Yes - But that didn't happen till 1867-- after the war was over, in 1866That's pretty much OTL. There's a reason why the south was divided up into military districts postwar, after all.
Lees Surrender did NOT END the formal WAR, IIRC that was Beauregard's surrender in South Carolina two months later.
So there was a lot of Chances for the insurrection option to be chosen, Instead. And in fact it took another two years for the Insurrection to End
on April 2, 1866, President Andrew Johnson issued a proclamation that,
"the insurrection which heretofore existed in the States of Georgia, South Carolina, Virginia, North Carolina, Tennessee, Alabama, Louisiana, Arkansas, Mississippi and Florida is at an end, and is henceforth to be so regarded."
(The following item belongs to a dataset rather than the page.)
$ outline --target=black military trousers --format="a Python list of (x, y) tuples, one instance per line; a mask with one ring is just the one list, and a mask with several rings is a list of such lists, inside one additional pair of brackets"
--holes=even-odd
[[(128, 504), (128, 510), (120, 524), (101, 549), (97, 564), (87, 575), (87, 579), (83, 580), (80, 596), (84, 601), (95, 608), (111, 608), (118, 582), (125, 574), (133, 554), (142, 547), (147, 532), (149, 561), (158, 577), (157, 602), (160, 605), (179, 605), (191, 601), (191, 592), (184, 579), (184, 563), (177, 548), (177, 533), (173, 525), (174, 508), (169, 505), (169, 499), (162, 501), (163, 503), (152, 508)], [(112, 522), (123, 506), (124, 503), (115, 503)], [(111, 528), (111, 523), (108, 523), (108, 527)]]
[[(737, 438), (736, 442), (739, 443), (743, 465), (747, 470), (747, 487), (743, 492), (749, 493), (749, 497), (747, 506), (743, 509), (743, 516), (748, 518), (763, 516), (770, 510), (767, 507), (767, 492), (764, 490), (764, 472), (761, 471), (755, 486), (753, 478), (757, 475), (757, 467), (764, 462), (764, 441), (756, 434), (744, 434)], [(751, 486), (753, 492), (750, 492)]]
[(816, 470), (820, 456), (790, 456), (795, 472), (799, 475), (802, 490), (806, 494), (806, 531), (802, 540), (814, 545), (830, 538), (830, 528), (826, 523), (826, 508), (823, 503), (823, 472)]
The President's proclamation on June 13, 1866, declared the insurrection in the State of Tennessee had been suppressed.
August 20, 1866, the President proclaimed that the insurrection in the State of Texas had been completely ended; and his proclamation continued:
"the insurrection which heretofore existed in the State of Texas is at an end, and is to be henceforth so regarded in that State, as in the other States before named in which the said insurrection was proclaimed to be at an end by the aforesaid proclamation of the second day of April, one thousand, eight hundred and sixty-six.
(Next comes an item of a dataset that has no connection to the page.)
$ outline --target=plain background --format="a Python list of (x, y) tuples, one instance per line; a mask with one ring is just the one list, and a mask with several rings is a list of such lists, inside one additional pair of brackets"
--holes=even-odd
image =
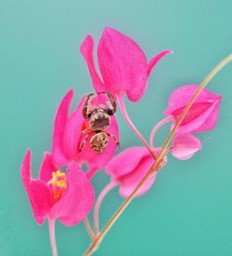
[[(36, 224), (19, 168), (30, 146), (36, 177), (67, 90), (75, 88), (75, 104), (93, 91), (79, 53), (84, 36), (91, 33), (97, 44), (104, 27), (112, 26), (134, 38), (148, 59), (164, 48), (174, 51), (155, 68), (141, 101), (127, 102), (131, 118), (148, 138), (172, 90), (200, 84), (231, 52), (231, 8), (230, 0), (1, 2), (1, 256), (51, 255), (47, 223)], [(130, 205), (95, 255), (232, 255), (231, 86), (232, 65), (208, 87), (223, 101), (215, 129), (199, 136), (203, 149), (186, 162), (170, 155), (152, 189)], [(139, 145), (117, 116), (122, 147)], [(157, 145), (168, 131), (165, 127), (159, 132)], [(103, 171), (96, 176), (97, 195), (108, 181)], [(117, 189), (107, 196), (101, 224), (122, 201)], [(58, 223), (57, 240), (59, 256), (82, 255), (90, 243), (83, 223)]]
And I do further proclaim that the said insurrection is at an end, and that peace, order, tranquillity, and civil authority now exist, in and throughout the whole of the United States of America."
Remembre even as the Insurrection Continued, the southern States were already sending members back to Congress, Including the Senators elected in 1860 who returned to take up the seats they had walked out of in 1861.
And many of the Congressmen in 1866 were the same reelected Congressmen who had walked out in 1861.